Yes, I was just going to remark, it sounds like the OP just “invented” the Mellotron.

…which itself was rendered ‘obsolete’ because of sampling technology.

Interestingly, as Alka Seltzer pointed out, the main thing all these instruments have shown is that the characteristic sound of an instrument has far more to do with phrasing, attack and nuances that the player of the real instrument has learned to control, but which require a ridiculous amount of fussing to bring out on an electronic instrument.

Sometimes playing them through tube amps close to the point of distortion can give them more character. I think that’s what’s happening in this White Stripes performance. I particularly like the percussive sound the organ is making through the opening bars.

And there are a whole host of other nuances. Most instruments sounds different depending on how hard they are played. Plucking a guitar string softly vs. loudly is not just a difference in volume/amplitude. You get different sounds, as the more loudly plucked note has more audible harmonics than the softly plucked string. Hit a piano key softly, and there’s this mellow, almost muted quality to it. The sound is soft and a little dampened. Bang on it and you get bright, sharp sounds will a full spectrum of overtones. If you took a passage played with a soft touch and simply increased the volume so it’s as loud as one played with a loud touch, they wouldn’t sound the same.

Most of this sort of stuff is modeled in synthesizers through multi-sampling, by recording each sample at a range of attacks, and then applying some flavor of ADSR (attack, decay, sustain, release) envelopes to them which basically govern how amplitude and frequency response change over time. And it wasn’t necessary to sample every single note. You could get a reasonable sounding piano with a single sample for every, I dunno, third or so note, and then just scale those notes to fill in the missing keys. And, if you don’t utilize multi-sampling for dynamic levels, you can get a reasonable approximation using just ADSR envelopes and mapping velocity (basically, how hard you strike the key) to them.

And that’s modeling something relatively simple with fixed, discrete pitches like a piano. With many other instruments, you have a lot more options as to how to play the note. You can bend it, you can slide it, you can add vibrato, you can bow it vs. pluck it, you can mute it, you can play it as a harmonic, you can hammer-on or pull-off, etc.

In other words, making an instrument sound like that instrument is not going to simply being a matter of recording the notes you need on tape, and then playing them back in whatever order you need.

That said, the sounds this crude sort of sampler makes are quite interesting in their own right–I just wouldn’t think of them as really trying to be a substitute for the real thing.

A few years back, there was a lot of talk about using physical modelling to synthesise sounds. If you have an accurate physics engine, it should be possible to emulate the characteristics of real or even imaginary instruments. I don’t know if it seriously took off though, anyone know the latest on this?

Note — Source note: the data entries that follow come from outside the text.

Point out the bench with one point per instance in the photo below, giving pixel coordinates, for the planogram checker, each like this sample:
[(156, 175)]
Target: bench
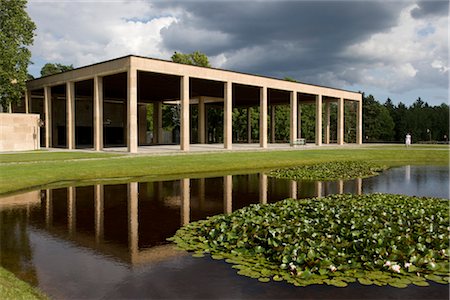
[(301, 142)]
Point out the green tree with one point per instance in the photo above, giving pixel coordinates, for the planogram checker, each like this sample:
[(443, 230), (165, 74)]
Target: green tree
[(16, 34), (50, 69), (196, 58)]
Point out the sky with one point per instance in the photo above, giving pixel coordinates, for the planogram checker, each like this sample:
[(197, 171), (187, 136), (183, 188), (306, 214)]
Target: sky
[(390, 49)]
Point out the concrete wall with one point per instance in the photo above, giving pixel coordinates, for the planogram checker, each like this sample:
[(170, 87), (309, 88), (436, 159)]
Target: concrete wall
[(19, 132)]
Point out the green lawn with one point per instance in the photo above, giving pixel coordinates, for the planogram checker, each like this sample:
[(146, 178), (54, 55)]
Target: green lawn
[(27, 170), (12, 288)]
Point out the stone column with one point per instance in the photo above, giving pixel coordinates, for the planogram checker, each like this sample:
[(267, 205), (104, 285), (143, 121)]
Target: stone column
[(228, 115), (263, 117), (262, 188), (71, 209), (272, 124), (70, 114), (99, 194), (327, 122), (133, 219), (293, 189), (48, 208), (184, 122), (249, 124), (185, 200), (319, 120), (48, 117), (98, 113), (201, 120), (340, 121), (132, 136), (299, 120), (293, 120), (228, 194), (359, 123)]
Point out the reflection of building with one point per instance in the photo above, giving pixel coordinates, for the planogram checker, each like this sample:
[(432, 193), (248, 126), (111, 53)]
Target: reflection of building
[(105, 104), (132, 221)]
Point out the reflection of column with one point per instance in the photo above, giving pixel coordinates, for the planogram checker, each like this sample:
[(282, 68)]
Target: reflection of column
[(272, 124), (293, 119), (71, 209), (99, 211), (340, 121), (228, 115), (318, 120), (132, 136), (48, 208), (133, 223), (318, 186), (201, 192), (185, 200), (359, 186), (263, 117), (249, 125), (340, 186), (201, 121), (262, 188), (184, 126), (327, 122), (293, 189), (228, 194)]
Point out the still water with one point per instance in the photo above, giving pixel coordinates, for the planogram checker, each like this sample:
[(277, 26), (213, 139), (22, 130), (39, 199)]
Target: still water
[(109, 241)]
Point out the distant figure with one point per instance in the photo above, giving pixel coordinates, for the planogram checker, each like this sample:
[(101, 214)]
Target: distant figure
[(408, 140)]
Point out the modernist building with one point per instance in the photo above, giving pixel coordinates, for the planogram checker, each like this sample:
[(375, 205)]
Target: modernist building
[(105, 104)]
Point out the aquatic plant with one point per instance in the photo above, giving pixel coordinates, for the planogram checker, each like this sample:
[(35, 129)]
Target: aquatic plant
[(372, 239), (329, 171)]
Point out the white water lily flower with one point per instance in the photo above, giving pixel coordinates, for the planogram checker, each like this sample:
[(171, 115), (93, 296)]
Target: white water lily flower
[(396, 268)]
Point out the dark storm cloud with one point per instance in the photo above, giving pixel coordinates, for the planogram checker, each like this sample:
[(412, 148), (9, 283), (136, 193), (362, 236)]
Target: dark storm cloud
[(427, 8), (278, 37)]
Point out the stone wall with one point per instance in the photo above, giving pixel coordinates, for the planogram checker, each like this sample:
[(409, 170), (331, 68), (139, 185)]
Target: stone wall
[(19, 132)]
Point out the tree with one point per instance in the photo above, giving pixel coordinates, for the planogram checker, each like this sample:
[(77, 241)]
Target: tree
[(50, 69), (16, 34), (196, 58)]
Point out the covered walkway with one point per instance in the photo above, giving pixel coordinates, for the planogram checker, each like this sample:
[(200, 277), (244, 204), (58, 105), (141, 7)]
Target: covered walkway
[(106, 106)]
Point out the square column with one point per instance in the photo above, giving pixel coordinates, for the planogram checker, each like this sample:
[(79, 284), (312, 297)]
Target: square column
[(263, 117), (48, 119), (319, 120), (184, 124), (340, 121), (249, 125), (201, 121), (228, 115), (272, 124), (299, 120), (98, 113), (70, 113), (293, 120), (327, 122), (359, 123), (132, 136)]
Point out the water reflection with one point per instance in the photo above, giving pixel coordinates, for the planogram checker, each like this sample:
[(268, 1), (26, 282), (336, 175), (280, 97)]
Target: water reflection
[(109, 228)]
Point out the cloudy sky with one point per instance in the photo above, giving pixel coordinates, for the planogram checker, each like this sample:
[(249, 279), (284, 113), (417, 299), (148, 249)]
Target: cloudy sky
[(395, 49)]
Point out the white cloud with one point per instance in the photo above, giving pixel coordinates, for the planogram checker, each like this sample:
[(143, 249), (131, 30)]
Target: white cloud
[(82, 33)]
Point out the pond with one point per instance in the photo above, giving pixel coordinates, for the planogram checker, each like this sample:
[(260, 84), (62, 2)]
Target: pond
[(109, 241)]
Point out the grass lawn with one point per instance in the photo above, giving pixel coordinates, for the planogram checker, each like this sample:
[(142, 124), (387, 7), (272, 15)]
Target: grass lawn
[(12, 288), (27, 170)]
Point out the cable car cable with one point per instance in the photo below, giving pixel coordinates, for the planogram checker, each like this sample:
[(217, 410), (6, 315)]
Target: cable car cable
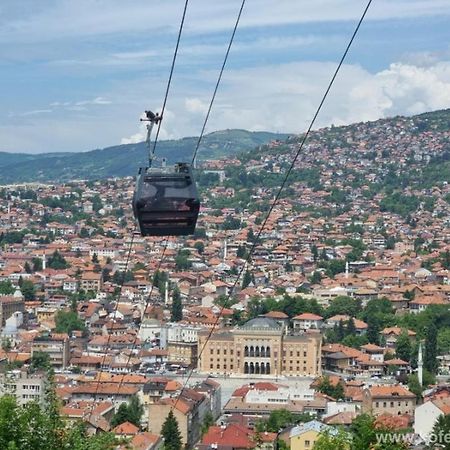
[(330, 84), (122, 282), (197, 146), (218, 82), (207, 117), (171, 74)]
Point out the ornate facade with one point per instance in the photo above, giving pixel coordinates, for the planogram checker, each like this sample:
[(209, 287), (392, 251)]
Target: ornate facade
[(260, 347)]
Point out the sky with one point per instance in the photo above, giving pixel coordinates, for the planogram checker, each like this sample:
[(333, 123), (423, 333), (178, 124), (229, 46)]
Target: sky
[(77, 74)]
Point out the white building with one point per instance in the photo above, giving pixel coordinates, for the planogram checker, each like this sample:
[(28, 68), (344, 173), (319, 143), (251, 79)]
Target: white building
[(24, 387), (426, 415)]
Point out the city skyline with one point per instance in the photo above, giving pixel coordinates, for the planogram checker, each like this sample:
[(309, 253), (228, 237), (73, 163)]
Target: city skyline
[(78, 75)]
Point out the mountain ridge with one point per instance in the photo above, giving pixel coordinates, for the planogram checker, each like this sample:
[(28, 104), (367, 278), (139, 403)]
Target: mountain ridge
[(124, 160)]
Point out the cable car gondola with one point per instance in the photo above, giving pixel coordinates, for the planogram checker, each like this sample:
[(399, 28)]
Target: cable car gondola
[(165, 201)]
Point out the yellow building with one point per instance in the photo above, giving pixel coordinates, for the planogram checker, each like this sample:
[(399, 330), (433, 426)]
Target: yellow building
[(261, 347), (305, 435)]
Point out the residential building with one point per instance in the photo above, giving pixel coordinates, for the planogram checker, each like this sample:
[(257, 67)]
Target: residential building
[(395, 400), (9, 304), (56, 345), (305, 435), (25, 387), (237, 437)]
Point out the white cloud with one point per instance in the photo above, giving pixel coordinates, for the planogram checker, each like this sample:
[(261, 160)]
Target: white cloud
[(34, 112), (66, 18), (275, 98), (95, 101), (195, 105)]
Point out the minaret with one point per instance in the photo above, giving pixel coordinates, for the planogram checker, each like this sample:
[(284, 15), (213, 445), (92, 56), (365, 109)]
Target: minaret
[(420, 365), (225, 250), (166, 293)]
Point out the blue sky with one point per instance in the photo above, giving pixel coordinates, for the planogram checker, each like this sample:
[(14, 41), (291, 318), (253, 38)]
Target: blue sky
[(77, 74)]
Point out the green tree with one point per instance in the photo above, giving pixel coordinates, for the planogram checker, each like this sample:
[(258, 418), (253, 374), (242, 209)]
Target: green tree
[(247, 279), (6, 288), (57, 261), (40, 361), (28, 290), (35, 427), (403, 346), (351, 327), (171, 433), (68, 321), (343, 305), (430, 358), (207, 422), (182, 261), (314, 252), (129, 412), (200, 246), (37, 264), (177, 307), (316, 277), (335, 391), (241, 252), (373, 330), (6, 345), (338, 441)]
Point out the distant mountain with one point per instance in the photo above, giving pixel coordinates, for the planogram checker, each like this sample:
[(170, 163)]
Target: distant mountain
[(124, 160)]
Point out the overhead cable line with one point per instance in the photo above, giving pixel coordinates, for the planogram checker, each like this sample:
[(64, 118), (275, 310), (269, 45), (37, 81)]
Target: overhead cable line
[(175, 53), (277, 197), (218, 82), (200, 137), (122, 282), (166, 95)]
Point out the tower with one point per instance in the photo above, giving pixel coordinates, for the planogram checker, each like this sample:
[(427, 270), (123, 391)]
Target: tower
[(420, 365), (225, 249)]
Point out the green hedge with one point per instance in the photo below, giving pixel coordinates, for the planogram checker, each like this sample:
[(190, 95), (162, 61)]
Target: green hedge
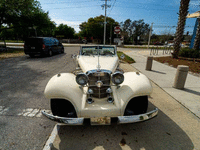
[(190, 53)]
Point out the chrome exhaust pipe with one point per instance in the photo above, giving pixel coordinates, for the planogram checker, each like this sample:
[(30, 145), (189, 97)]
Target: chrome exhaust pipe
[(90, 100)]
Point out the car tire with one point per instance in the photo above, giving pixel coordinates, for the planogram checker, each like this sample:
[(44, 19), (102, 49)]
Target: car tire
[(50, 53), (136, 106), (62, 108), (31, 55)]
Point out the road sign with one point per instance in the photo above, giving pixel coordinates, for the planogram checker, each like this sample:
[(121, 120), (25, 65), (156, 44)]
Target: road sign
[(117, 30)]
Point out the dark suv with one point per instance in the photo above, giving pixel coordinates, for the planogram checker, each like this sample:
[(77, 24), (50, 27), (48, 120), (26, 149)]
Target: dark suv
[(42, 46)]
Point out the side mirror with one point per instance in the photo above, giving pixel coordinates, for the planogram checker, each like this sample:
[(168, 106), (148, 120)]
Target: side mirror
[(122, 56), (73, 56)]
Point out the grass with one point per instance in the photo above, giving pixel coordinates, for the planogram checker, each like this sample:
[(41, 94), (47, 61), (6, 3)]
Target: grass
[(144, 47), (126, 58), (12, 52), (12, 41)]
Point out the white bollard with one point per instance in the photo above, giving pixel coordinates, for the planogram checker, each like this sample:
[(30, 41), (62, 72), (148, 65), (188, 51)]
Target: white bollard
[(180, 78), (149, 63)]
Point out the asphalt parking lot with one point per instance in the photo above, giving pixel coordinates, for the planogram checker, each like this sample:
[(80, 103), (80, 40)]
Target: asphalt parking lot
[(22, 82)]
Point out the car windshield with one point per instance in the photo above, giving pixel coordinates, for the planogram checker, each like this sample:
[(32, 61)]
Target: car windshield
[(98, 50)]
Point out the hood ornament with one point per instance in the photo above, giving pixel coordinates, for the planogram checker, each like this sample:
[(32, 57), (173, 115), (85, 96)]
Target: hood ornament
[(98, 66)]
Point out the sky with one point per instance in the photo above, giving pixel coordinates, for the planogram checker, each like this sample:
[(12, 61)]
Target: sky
[(162, 13)]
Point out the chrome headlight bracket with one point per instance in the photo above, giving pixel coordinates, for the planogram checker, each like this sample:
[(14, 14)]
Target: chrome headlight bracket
[(82, 79), (117, 78)]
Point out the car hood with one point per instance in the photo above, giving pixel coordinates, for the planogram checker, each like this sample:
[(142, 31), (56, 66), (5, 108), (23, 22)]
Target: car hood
[(91, 62)]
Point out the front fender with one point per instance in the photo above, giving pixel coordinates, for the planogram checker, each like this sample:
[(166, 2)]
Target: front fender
[(134, 85), (64, 86)]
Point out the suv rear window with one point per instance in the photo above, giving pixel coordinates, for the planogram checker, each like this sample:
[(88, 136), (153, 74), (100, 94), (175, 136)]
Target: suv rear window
[(34, 41)]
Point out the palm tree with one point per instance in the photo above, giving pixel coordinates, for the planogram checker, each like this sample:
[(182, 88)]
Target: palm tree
[(197, 38), (183, 10)]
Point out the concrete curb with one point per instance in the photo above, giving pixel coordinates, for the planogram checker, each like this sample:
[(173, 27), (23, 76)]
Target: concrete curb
[(52, 137)]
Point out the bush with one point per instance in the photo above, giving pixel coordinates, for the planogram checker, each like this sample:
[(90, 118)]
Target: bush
[(190, 53)]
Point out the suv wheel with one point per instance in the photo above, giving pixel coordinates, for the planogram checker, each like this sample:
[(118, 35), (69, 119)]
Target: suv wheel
[(136, 106)]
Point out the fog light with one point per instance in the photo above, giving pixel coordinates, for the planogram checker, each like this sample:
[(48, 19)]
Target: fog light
[(90, 100), (110, 99), (99, 84), (90, 91), (109, 90)]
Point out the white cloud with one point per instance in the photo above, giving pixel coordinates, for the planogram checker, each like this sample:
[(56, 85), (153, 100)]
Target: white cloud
[(73, 24)]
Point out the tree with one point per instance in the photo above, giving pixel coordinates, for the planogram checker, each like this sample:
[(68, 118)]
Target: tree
[(197, 38), (94, 27), (66, 31), (134, 29), (183, 11)]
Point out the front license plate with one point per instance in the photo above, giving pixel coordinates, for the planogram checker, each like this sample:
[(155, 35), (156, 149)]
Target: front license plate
[(100, 121)]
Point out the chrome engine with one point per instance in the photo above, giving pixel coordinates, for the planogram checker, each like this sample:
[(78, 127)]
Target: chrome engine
[(99, 83)]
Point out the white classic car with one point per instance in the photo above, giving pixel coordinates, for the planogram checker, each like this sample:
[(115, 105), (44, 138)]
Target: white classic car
[(98, 91)]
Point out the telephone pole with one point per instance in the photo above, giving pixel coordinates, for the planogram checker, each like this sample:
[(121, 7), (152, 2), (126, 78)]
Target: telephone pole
[(150, 34), (105, 6)]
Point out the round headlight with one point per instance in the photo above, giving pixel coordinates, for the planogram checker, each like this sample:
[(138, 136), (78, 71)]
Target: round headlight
[(117, 78), (82, 79)]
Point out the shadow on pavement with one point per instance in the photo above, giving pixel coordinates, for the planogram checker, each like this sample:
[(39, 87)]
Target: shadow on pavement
[(158, 133), (158, 72), (191, 91)]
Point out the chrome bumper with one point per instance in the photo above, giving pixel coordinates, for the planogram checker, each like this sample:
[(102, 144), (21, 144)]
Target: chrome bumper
[(69, 121), (138, 118), (121, 119)]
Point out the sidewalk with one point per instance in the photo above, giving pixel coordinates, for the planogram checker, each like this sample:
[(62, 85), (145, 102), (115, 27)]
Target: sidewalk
[(163, 75)]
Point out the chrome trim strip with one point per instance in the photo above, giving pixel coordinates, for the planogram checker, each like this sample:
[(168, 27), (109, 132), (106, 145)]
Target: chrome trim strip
[(68, 121), (138, 118), (97, 71)]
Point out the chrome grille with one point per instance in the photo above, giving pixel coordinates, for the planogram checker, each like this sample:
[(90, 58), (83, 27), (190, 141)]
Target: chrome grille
[(104, 77)]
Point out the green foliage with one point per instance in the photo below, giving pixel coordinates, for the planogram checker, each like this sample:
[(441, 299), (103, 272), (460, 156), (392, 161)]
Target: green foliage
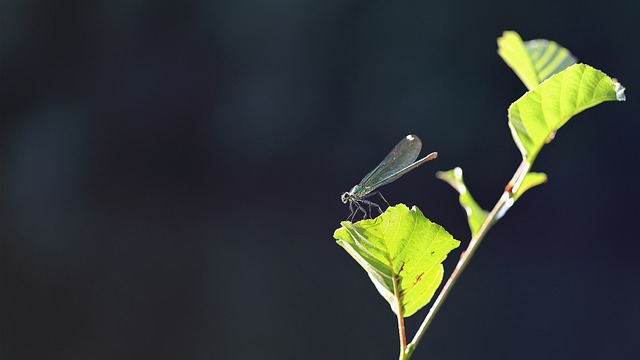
[(402, 251), (535, 60), (538, 114), (475, 214), (530, 180)]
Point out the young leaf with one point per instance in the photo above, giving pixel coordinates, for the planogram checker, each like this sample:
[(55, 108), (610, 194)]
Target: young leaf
[(475, 214), (538, 114), (402, 251), (530, 180), (535, 60)]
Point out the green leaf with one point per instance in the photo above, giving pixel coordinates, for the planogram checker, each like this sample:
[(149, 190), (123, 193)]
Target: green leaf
[(535, 60), (538, 114), (530, 180), (475, 214), (402, 251)]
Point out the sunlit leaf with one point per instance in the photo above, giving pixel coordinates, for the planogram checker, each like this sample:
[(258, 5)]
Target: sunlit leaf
[(538, 114), (530, 180), (535, 60), (475, 214), (402, 251)]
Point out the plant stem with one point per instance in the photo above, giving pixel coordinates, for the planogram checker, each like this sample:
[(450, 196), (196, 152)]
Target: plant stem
[(400, 315), (503, 204)]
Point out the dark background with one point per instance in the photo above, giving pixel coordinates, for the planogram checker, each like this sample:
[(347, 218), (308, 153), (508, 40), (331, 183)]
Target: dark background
[(170, 178)]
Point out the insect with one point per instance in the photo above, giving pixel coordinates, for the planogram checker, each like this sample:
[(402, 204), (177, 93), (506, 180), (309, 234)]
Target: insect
[(398, 162)]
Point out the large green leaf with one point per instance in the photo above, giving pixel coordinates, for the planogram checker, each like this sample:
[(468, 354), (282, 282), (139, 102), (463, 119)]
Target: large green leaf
[(535, 60), (402, 251), (538, 114), (475, 214)]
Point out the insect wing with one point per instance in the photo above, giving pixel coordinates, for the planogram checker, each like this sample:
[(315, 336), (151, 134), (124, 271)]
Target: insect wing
[(400, 157)]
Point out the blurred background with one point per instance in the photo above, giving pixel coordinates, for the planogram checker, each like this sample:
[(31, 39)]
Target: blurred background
[(170, 176)]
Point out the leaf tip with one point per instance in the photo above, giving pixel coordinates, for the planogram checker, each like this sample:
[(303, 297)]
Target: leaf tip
[(620, 96)]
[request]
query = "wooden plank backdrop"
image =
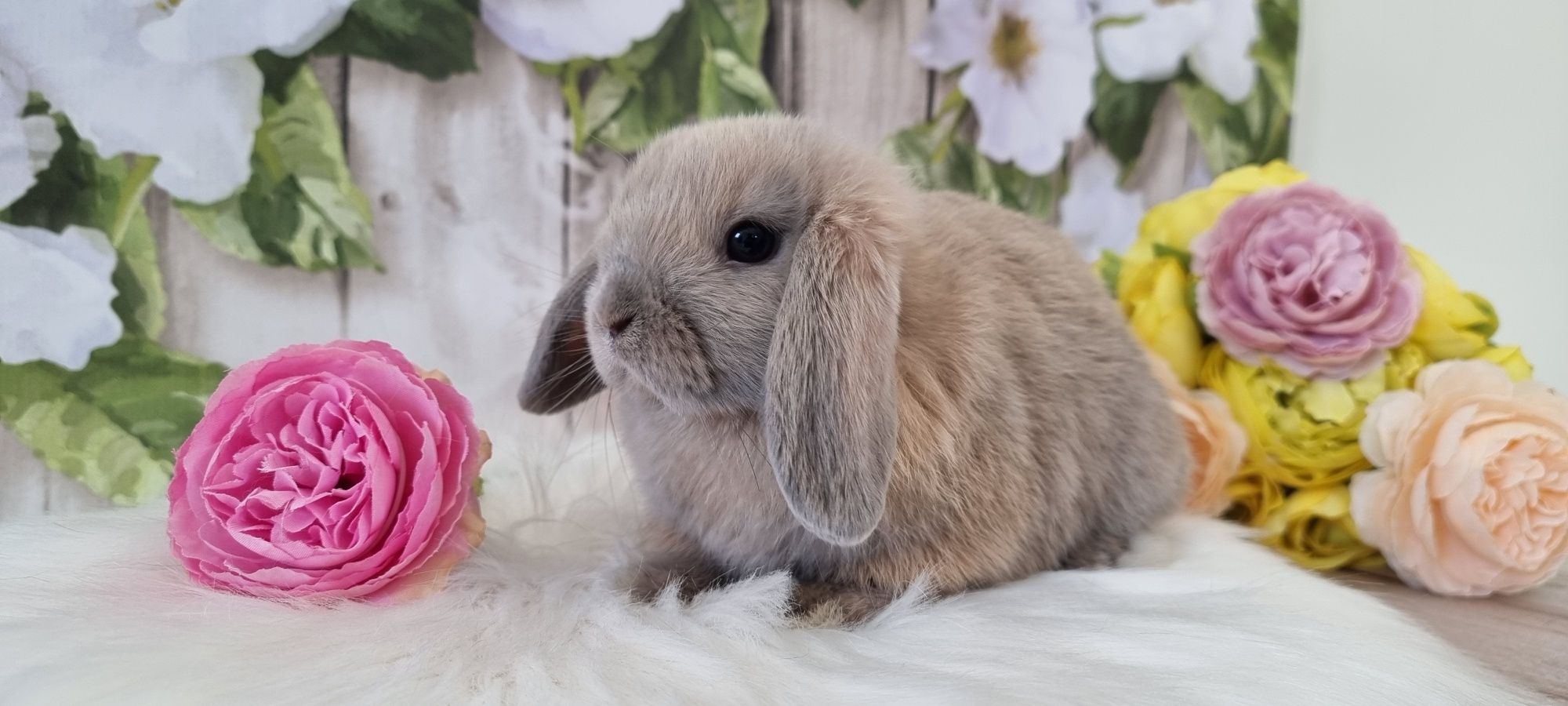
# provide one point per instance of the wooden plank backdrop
(482, 206)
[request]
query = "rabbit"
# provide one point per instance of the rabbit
(818, 368)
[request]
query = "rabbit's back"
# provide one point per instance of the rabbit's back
(1033, 434)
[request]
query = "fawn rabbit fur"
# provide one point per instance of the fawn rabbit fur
(910, 385)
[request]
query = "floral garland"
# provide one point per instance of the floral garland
(1301, 343)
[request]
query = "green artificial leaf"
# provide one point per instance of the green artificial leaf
(1257, 129)
(81, 189)
(115, 424)
(1161, 250)
(1252, 133)
(139, 280)
(1123, 115)
(728, 86)
(940, 161)
(434, 38)
(703, 62)
(1276, 48)
(302, 206)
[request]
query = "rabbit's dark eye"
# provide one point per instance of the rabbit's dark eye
(750, 242)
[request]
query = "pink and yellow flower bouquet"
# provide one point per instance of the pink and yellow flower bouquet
(1341, 395)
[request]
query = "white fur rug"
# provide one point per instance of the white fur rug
(93, 610)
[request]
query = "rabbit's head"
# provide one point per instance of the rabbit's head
(750, 267)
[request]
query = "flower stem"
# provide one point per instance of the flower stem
(131, 194)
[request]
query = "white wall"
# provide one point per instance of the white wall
(1453, 117)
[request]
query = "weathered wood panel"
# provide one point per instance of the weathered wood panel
(466, 181)
(851, 68)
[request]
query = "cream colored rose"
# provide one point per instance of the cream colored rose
(1470, 495)
(1214, 437)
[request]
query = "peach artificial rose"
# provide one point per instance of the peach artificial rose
(1216, 440)
(1470, 495)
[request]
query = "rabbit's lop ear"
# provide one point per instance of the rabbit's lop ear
(830, 413)
(561, 373)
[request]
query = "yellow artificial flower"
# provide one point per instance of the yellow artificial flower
(1315, 530)
(1254, 497)
(1453, 324)
(1511, 358)
(1153, 293)
(1178, 222)
(1304, 434)
(1404, 365)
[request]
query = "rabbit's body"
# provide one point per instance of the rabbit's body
(1017, 426)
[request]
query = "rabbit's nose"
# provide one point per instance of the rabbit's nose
(619, 324)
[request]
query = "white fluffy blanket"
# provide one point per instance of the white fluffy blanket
(93, 610)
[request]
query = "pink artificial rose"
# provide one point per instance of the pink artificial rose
(1472, 487)
(1307, 278)
(328, 471)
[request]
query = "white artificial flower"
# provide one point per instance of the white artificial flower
(1031, 73)
(167, 79)
(1097, 214)
(26, 144)
(56, 296)
(1145, 42)
(559, 31)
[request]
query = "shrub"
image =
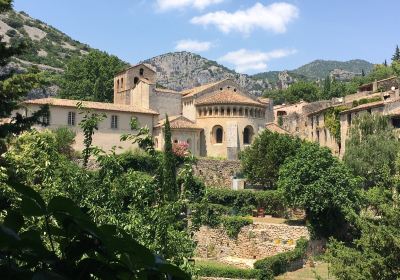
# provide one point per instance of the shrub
(226, 271)
(139, 161)
(233, 224)
(279, 263)
(243, 202)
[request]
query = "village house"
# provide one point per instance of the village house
(217, 119)
(314, 121)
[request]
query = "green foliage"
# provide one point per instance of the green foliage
(243, 202)
(233, 224)
(307, 91)
(90, 77)
(371, 150)
(375, 254)
(279, 264)
(88, 125)
(262, 160)
(332, 121)
(366, 101)
(70, 245)
(396, 55)
(169, 164)
(318, 182)
(65, 138)
(139, 160)
(225, 271)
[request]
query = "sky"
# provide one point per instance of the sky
(245, 35)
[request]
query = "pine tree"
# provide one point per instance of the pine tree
(169, 169)
(396, 56)
(327, 87)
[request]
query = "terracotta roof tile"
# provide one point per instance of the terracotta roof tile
(179, 122)
(91, 105)
(276, 128)
(195, 90)
(227, 97)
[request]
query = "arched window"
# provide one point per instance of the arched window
(218, 134)
(247, 135)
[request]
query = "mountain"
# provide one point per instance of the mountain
(320, 69)
(51, 49)
(47, 47)
(182, 70)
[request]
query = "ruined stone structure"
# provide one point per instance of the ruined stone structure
(217, 119)
(255, 241)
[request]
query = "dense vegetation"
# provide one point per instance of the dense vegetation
(313, 91)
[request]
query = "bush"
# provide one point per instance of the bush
(138, 161)
(243, 202)
(226, 271)
(233, 224)
(279, 264)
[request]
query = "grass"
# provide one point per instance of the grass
(320, 271)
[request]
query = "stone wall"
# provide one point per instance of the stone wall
(217, 173)
(255, 241)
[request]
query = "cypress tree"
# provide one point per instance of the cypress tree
(169, 168)
(396, 56)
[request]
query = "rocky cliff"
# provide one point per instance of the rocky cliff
(182, 70)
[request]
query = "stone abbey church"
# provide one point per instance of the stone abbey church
(216, 120)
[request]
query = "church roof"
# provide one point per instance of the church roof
(179, 122)
(227, 97)
(195, 90)
(91, 105)
(273, 127)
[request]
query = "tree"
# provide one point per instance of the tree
(169, 165)
(375, 254)
(13, 88)
(90, 77)
(262, 160)
(371, 150)
(396, 55)
(326, 91)
(314, 180)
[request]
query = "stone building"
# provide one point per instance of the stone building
(217, 119)
(309, 120)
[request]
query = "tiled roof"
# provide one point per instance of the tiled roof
(227, 97)
(276, 128)
(166, 90)
(179, 122)
(91, 105)
(195, 90)
(365, 106)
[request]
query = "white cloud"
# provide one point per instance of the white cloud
(245, 60)
(274, 17)
(165, 5)
(193, 46)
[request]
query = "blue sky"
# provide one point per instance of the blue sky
(249, 36)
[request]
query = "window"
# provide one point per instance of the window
(71, 118)
(114, 122)
(247, 135)
(217, 134)
(46, 119)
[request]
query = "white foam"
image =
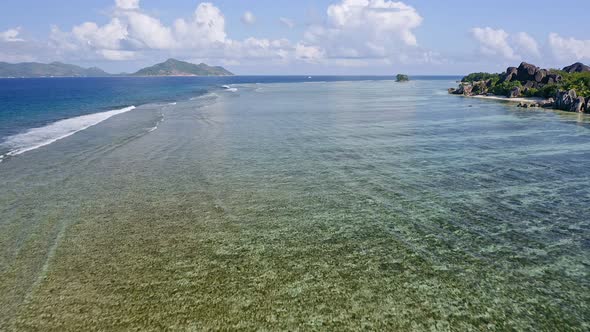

Most of the modern crop of synthesizers use a combination of sampling and modeling to create “authentic” reproductions of instruments.

So, it might take the samples of a piano, and then use modeling to smooth out the transition between samples of different attack velocities, or to add the harmonic complexities of the sympathetic vibrations of the other strings.

My electric piano (circa 2001) has hundreds of voices and models lots of things mentioned here. For example, on the voice Sweet Trumpet, if you hold a key, the trumpet sound quavers out after a suitable pause. if you don’t hold it that long, no quaver!

This instrument throws hammers, but they don’t hit strings, just some felt. There are sensors that detect how fast the hammer moved and both the attack and the loudness are adjusted.

There is some recording ability, too, not that I have used it. But there entire voices designed to be used for improving the realism of recordings. For example, there is an 88-key voice of guitar squeaks, usually made when a guitarists fingers slide down a string. You could record a track with a few squeaks to make your overall guitar recording sound more authentic.